An agency relationship, of course, has strengths and weaknesses as well. Agencies can be more efficient and offer a wider breadth of talent, charging you only for the services you use and only when you need them. In addition, 100% of your investment goes directly into producing marketing deliverables. You don’t need to cover anyone's tax reporting costs, equipment, pensions or vacation time. You won’t need to use salaried hours on football pool logistics or team building retreats. With a service provider, the money you spend is dedicated towards actual deliverables.

The downside, of course, is the potential disconnect in strategy, priorities or process between the company and the agency. Consistent, transparent communication is imperative for this type of relationship. If the agency doesn’t proactively keep you in the loop, you may end up feeling uninvolved in your own initiatives.

Ultimately, you may decide that a mixture of agency talent and on-premise employees is the best formula for success.

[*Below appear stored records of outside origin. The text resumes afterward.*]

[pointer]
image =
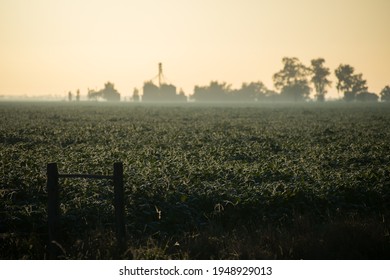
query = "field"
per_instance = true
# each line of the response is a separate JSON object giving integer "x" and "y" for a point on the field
{"x": 255, "y": 181}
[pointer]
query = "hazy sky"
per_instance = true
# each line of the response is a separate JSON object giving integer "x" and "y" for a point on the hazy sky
{"x": 51, "y": 47}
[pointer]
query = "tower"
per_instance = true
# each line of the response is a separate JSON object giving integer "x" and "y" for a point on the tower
{"x": 160, "y": 74}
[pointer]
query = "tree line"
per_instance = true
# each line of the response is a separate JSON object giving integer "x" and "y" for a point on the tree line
{"x": 295, "y": 82}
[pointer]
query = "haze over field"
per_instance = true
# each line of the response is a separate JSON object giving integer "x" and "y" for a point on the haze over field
{"x": 51, "y": 47}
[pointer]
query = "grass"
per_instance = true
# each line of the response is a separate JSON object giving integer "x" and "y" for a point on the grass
{"x": 261, "y": 181}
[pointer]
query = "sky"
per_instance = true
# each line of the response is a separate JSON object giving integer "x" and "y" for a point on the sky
{"x": 51, "y": 47}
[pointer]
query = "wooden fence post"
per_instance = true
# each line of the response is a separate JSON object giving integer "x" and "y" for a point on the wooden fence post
{"x": 119, "y": 204}
{"x": 53, "y": 207}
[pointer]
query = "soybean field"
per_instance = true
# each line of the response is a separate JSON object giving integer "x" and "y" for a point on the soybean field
{"x": 251, "y": 181}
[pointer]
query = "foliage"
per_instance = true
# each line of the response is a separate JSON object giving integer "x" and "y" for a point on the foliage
{"x": 108, "y": 93}
{"x": 385, "y": 94}
{"x": 292, "y": 80}
{"x": 348, "y": 82}
{"x": 320, "y": 78}
{"x": 253, "y": 181}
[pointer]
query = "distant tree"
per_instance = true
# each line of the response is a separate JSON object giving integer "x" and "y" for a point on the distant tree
{"x": 136, "y": 97}
{"x": 250, "y": 92}
{"x": 109, "y": 93}
{"x": 162, "y": 93}
{"x": 292, "y": 80}
{"x": 367, "y": 97}
{"x": 213, "y": 92}
{"x": 320, "y": 78}
{"x": 385, "y": 94}
{"x": 349, "y": 83}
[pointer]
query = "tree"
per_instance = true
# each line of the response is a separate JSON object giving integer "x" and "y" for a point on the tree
{"x": 349, "y": 83}
{"x": 251, "y": 92}
{"x": 213, "y": 92}
{"x": 292, "y": 80}
{"x": 109, "y": 93}
{"x": 320, "y": 78}
{"x": 385, "y": 94}
{"x": 367, "y": 97}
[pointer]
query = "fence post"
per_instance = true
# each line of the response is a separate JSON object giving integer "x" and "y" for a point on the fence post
{"x": 119, "y": 204}
{"x": 53, "y": 207}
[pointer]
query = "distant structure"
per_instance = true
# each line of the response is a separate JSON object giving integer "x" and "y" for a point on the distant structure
{"x": 164, "y": 92}
{"x": 109, "y": 93}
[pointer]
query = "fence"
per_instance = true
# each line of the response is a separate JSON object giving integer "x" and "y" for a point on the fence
{"x": 54, "y": 213}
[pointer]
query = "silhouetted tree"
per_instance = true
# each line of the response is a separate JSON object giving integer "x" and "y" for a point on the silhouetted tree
{"x": 320, "y": 78}
{"x": 213, "y": 92}
{"x": 109, "y": 93}
{"x": 136, "y": 97}
{"x": 349, "y": 83}
{"x": 292, "y": 80}
{"x": 367, "y": 97}
{"x": 164, "y": 93}
{"x": 385, "y": 94}
{"x": 250, "y": 92}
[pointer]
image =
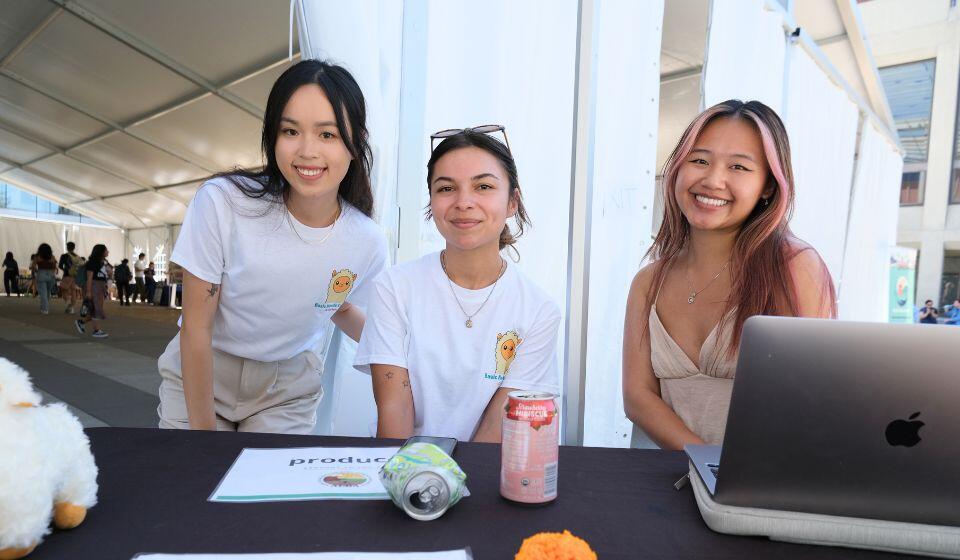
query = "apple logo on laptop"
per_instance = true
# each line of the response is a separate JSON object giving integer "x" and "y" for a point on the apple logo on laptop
{"x": 904, "y": 432}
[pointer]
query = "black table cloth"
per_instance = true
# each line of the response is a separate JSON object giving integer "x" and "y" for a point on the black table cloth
{"x": 154, "y": 486}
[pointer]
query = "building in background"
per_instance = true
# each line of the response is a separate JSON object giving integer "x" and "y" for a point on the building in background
{"x": 916, "y": 45}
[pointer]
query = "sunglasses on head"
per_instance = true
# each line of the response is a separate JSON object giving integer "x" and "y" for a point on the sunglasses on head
{"x": 483, "y": 129}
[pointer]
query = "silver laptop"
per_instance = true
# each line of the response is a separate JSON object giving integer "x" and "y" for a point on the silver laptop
{"x": 842, "y": 418}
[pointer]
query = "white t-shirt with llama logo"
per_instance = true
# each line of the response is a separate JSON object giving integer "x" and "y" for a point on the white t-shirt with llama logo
{"x": 414, "y": 322}
{"x": 280, "y": 280}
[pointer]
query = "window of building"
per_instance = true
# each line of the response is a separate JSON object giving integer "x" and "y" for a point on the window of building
{"x": 955, "y": 171}
{"x": 909, "y": 89}
{"x": 950, "y": 282}
{"x": 20, "y": 203}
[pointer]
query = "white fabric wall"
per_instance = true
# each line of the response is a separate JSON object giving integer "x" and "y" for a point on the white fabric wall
{"x": 24, "y": 236}
{"x": 822, "y": 124}
{"x": 366, "y": 38}
{"x": 864, "y": 285}
{"x": 745, "y": 54}
{"x": 156, "y": 242}
{"x": 622, "y": 173}
{"x": 501, "y": 62}
{"x": 513, "y": 64}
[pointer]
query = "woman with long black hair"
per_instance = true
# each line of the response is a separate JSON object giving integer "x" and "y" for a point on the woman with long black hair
{"x": 272, "y": 258}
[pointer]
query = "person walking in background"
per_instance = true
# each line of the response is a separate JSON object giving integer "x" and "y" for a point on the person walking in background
{"x": 32, "y": 285}
{"x": 95, "y": 291}
{"x": 46, "y": 275}
{"x": 68, "y": 286}
{"x": 150, "y": 285}
{"x": 111, "y": 283}
{"x": 11, "y": 274}
{"x": 929, "y": 313}
{"x": 138, "y": 277}
{"x": 953, "y": 314}
{"x": 122, "y": 276}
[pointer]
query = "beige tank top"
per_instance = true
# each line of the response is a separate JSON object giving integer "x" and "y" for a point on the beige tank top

The Cost of Inbound Success

Inbound marketing isn’t a finite endeavor. It’s a new way to do business, just like telephones revolutionized industry in the 1930s and websites did again in the 1990s. Inbound is not a fad, and it must be met with not only enthusiasm but also with the knowledge and perseverance it requires for success.

Cost is ultimately determined by two factors: impact goals and pace. Where do you want to go, and how fast do you need to get there? Sure, you should be able to handle inbound relatively cheaply if you have both the time and the expertise. However, a somewhat more aggressive investment, in pre-integrated tools and outsourced manpower with niche expertise, will generate faster success – but only you can determine the best solutions for your company.